At the conference I went to I met people from all over the world. The most memorable interactions were with representatives of Lesotho, one of two countries enclaved within South Africa (just because of novelty), Iran, Syria, Palestine, and North Korea. I was particularly amazed to see anyone from the "Democratic People's Republic of Korea" at all. You hear and read so much about these places, so that when you actually meet someone on a personal basis a lot of your preconceptions are challenged. Of course, the people I met aren't responsible for the massive human rights abuses in most of the countries I listed, so it wasn't too difficult to have a conversation with them. In general, I did notice that most of the Arab countries' reps never said "thank you" for the complementary materials they took, they just kinda walked away. Having sat in on one of the general sessions, which looked exactly like a UN meeting with translators in overhead booths and earpieces so you can understand what everyone is saying, I was able to pick up that "shokala" or similar meant "thank you" in Arabic. So even a simple "shokala" would have done.

A big, fancy, important building somewhere near Lake Geneva.

7 comments:

Arlene said...

I believe the french invented the clear broth otherwise known as consomme. You could've asked for that.

Brice Lord said...

I asked what kind of soup they had. They said vegetable. I asked if that was a broth soup.
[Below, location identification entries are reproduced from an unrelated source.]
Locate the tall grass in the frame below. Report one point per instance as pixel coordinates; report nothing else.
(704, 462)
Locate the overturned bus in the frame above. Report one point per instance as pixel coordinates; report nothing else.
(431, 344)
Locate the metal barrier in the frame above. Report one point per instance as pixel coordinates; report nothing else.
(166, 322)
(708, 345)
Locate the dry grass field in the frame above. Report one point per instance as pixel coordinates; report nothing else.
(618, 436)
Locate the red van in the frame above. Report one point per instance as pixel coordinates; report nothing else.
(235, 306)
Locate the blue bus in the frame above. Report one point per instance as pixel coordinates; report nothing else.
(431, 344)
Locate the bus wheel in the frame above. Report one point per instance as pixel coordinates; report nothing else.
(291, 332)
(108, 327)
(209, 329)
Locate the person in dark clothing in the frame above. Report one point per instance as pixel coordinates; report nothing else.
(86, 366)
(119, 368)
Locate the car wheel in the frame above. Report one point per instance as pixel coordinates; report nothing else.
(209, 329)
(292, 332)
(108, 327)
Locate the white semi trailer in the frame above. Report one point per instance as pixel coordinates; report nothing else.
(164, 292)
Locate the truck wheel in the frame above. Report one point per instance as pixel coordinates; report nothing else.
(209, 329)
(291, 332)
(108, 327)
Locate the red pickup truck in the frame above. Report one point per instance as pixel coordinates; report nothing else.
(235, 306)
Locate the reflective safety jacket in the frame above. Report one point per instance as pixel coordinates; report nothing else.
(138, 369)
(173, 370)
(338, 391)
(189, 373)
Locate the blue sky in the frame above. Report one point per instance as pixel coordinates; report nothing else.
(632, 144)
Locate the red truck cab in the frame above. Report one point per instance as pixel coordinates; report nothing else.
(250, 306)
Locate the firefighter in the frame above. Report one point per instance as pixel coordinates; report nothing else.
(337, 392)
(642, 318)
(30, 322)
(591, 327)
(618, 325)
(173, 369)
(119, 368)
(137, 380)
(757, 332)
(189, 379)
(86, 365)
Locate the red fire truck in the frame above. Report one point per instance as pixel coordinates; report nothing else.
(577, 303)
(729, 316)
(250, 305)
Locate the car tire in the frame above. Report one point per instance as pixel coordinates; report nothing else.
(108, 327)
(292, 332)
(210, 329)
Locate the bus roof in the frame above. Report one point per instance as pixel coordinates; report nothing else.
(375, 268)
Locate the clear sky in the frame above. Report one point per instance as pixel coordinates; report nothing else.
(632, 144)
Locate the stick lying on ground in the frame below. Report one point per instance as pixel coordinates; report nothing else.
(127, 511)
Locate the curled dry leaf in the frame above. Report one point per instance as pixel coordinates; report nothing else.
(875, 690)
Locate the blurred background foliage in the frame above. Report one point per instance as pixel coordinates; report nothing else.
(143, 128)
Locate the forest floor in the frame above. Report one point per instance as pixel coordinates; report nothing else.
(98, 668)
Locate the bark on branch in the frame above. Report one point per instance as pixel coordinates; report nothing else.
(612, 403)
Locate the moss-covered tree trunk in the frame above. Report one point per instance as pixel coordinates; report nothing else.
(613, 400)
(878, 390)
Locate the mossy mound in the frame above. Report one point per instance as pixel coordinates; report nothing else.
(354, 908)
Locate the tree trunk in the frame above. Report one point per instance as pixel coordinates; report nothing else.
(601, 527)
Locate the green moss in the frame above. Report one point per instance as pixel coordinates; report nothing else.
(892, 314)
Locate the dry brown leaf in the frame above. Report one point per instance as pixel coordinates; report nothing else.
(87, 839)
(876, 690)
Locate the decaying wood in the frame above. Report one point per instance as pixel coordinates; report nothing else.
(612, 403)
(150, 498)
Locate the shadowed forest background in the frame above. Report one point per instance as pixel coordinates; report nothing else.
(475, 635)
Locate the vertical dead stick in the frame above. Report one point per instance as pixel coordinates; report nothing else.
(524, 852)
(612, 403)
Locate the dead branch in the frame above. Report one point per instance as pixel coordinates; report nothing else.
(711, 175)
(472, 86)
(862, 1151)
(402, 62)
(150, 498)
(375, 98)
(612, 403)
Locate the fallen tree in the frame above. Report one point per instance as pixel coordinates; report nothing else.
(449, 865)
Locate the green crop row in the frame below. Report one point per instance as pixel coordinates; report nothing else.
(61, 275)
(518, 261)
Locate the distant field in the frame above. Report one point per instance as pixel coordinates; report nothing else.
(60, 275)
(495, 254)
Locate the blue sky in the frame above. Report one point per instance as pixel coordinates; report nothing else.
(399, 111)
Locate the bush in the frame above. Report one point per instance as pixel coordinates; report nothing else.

They said "no, cream soup." I then shot everyone, but everything around me still had cream in it, despite the bloodshed.

Seriously, every "local" menu item was cream-based. Bad place to go if you're lactose intolerant.

Anonymous said...

note to self, don't trust seafood from landlocked mountainous countries?

Anonymous said...

Man, that sucks being sick while away from home, sorry to hear that!
But wait a minute....let's back up, tell us more about the huge dong?

Jenn N said...

That sucks you got sick. I got really sick on my last trip too. I had some Cipro with me, and that stuff is amazing. Don't leave home without it!

DAN said...

Why in FSM's name is the wake up call for 7am at 5am?

Dan said...

oh wait i guess you misspoke. i was so vicariously angry i couldn't focus.